Screening guidelines for hikikomori syndrome
1. Have you spent most of your time at home almost every day over the past month? (Current)
1-1. Please write down the period during which you spent most of your time at home almost every day.
2. Have you ever spent most of your time at home almost every day for more than a month? (Past)
2-1. Please specify the period during which you spent most of your time at home almost every day for more than a month.
3. Have you tried to avoid or minimize social activities, such as going to school or work, over the past month? (Current) 3-1. Please specify the period during which you have avoided social activities.
3-2. Please list any social activities you have been avoiding or have been reluctant to engage in (e.g., going to school, going to work).
4. Have you ever avoided or tried to avoid social activities, such as going to school or work, for more than a month in the past? (Past) 4-1. Please specify the period during which you avoided or tried to avoid social activities.
4-2. Please list the social activities that you tried to avoid (e.g., going to school, going to work).
5. Have you tried to avoid social relationships, such as meeting friends or avoiding contact with family members, in the past month? (Current) 5-1. Please specify the period during which you attempted to avoid social relationships.
5-2. Please specify which social relationships you attempted to avoid.
6. Have you ever attempted to avoid social relationships, such as avoiding meeting friends or avoiding contact with family, for more than a month in the past? (Past)

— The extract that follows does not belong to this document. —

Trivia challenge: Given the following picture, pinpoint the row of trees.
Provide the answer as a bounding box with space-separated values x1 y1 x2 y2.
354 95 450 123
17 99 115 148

6-1. Please specify the period during which you attempted to avoid social relationships. 6-2. Please specify the types of social relationships you attempted to avoid.
7. Please select the option that best describes your usual level of going out.
1=Go out every day for work or school.
2=Go out for work or school 3–4 times a week. 3=Go out frequently for leisure activities.
4=Go out occasionally to meet people.
5=Generally stay at home, but only go out for personal hobbies.

Hikikomori syndrome is defined as exhibiting, either currently or in the past, all three criteria for a period of 3 months or more.